С востока приходили все новые известия о крупных успехах японцев и о лихих разведках русских сотников и поручиков. Газеты писали, что победы японцев в горах неудивительны, – они природные горные жители; но война переходит на равнину, мы можем развернуть нашу кавалерию, и дело теперь пойдет совсем иначе. Сообщалось, что у японцев совсем уже нет ни денег, ни людей, что убыль в солдатах пополняется четырнадцатилетними мальчиками и дряхлыми стариками. Куропаткин, исполняя свой никому неведомый план, отступал к грозно укрепленному Ляояну. Военные обозреватели писали: «Лук согнулся, тетива напряглась до крайности, – и скоро смертоносная стрела с страшною силою полетит в самое сердце врага».
Наши офицеры смотрели на будущее радостно. Они говорили, что в войне наступает перелом, победа русских несомненна, и нашему корпусу навряд ли даже придется быть в деле: мы там нужны только, как сорок тысяч лишних штыков при заключении мира.

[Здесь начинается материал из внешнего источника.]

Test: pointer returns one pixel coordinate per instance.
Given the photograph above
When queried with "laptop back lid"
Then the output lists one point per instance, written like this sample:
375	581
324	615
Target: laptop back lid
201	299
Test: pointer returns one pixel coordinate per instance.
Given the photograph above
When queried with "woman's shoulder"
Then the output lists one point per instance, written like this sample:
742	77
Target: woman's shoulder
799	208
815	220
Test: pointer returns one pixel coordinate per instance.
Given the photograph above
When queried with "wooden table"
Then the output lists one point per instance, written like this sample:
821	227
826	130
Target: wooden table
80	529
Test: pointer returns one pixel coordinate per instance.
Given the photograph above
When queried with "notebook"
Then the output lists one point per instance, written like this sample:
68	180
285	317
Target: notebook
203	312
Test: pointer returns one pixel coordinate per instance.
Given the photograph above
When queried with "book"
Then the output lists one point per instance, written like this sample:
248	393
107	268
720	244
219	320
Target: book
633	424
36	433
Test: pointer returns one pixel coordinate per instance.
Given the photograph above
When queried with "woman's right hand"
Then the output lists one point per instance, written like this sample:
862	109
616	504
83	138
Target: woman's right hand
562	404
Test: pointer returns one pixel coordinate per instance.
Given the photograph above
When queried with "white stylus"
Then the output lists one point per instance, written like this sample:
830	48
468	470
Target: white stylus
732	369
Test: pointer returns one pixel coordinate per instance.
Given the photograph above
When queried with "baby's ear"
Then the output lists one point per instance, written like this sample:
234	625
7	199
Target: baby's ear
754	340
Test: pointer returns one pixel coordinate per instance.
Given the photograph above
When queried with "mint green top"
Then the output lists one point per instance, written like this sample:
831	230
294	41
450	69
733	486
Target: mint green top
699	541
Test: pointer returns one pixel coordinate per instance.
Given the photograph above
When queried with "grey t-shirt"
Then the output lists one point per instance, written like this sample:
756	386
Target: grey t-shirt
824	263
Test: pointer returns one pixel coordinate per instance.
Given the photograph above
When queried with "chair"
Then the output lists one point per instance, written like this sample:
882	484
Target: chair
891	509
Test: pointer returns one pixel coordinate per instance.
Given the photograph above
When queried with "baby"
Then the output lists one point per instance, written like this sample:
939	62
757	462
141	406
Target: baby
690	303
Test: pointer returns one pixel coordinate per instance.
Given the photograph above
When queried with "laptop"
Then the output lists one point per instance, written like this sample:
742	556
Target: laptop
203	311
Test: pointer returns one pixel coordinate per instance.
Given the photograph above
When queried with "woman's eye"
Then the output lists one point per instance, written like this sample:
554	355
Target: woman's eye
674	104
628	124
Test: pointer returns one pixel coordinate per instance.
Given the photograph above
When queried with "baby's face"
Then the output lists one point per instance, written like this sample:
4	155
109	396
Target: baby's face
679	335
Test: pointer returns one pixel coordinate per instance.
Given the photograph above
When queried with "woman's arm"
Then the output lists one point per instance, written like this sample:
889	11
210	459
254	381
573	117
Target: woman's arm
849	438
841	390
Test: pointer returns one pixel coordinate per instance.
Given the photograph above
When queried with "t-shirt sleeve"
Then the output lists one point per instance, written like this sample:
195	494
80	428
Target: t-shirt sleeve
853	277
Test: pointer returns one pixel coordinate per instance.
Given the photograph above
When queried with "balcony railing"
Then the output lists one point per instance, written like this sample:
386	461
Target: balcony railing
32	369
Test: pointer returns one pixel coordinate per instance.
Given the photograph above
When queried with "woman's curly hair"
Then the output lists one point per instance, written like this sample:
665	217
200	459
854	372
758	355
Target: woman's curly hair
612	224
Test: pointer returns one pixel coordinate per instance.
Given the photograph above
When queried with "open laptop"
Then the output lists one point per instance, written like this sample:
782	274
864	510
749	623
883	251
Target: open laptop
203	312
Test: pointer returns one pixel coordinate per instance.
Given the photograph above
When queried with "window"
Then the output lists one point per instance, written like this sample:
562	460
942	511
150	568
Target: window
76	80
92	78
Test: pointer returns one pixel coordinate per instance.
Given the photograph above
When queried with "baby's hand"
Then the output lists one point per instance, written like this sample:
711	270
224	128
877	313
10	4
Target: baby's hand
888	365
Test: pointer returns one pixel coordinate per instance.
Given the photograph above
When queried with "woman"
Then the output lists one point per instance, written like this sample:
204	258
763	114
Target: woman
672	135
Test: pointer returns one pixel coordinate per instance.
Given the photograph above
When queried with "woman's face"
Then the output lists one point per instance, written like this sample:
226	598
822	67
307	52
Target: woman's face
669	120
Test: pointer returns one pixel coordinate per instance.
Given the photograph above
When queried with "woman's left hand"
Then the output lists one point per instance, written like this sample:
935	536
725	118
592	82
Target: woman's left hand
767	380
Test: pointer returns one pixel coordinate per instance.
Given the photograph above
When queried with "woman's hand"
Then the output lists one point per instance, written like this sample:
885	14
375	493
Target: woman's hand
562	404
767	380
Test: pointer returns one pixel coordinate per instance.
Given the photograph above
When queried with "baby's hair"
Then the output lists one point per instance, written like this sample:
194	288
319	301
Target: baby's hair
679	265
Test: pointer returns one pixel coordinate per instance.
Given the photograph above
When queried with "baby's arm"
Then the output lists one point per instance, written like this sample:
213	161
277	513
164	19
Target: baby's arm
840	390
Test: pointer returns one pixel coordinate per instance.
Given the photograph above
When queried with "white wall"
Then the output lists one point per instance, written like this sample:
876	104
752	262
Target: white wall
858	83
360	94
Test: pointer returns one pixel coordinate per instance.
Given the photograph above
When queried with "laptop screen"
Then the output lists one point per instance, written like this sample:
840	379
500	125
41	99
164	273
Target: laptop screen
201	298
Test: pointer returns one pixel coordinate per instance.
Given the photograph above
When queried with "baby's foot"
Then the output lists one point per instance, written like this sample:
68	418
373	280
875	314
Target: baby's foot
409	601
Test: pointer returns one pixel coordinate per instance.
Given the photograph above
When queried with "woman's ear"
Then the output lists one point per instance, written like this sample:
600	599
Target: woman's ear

В начале августа пошли на Дальний Восток эшелоны нашего корпуса. Один офицер, перед самым отходом своего эшелона, застрелился в гостинице. На Старом Базаре в булочную зашел солдат, купил фунт ситного хлеба, попросил дать ему нож нарезать хлеб и этим ножом полоснул себя по горлу. Другой солдат застрелился за лагерем из винтовки.
Однажды зашел я на вокзал, когда уходил эшелон. Было много публики, были представители от города. Начальник дивизии напутствовал уходящих речью; он говорил, что прежде всего нужно почитать бога, что мы с богом начали войну, с богом ее и кончим. Раздался звонок, пошло прощание. В воздухе стояли плач и вой женщин. Пьяные солдаты размещались в вагонах, публика совала отъезжающим деньги, мыло, папиросы.
Около вагона младший унтер-офицер прощался с женою и плакал, как маленький мальчик; усатое загорелое лицо было залито слезами, губы кривились и распускались от плача. Жена была тоже загорелая, скуластая и ужасно безобразная. На ее руке сидел грудной ребенок в шапочке из разноцветных лоскутков, баба качалась от рыданий, и ребенок на ее руке качался, как листок под ветром. Муж рыдал и целовал безобразное лицо бабы, целовал в губы, в глаза, ребенок на ее руке качался. Странно было, что можно так рыдать от любви к этой уродливой женщине, и к горлу подступали слезы от несшихся отовсюду рыданий и всхлипывающих вздохов. И глаза жадно останавливались на набитых в вагоны людях: сколько из них воротится? сколько ляжет трупами на далеких залитых кровью полях?
– Ну, садись, полезай в вагон! – торопили унтер-офицера. Его подхватили под руки и подняли в вагон. Он, рыдая, рвался наружу к рыдающей бабе с качающимся на руке ребенком.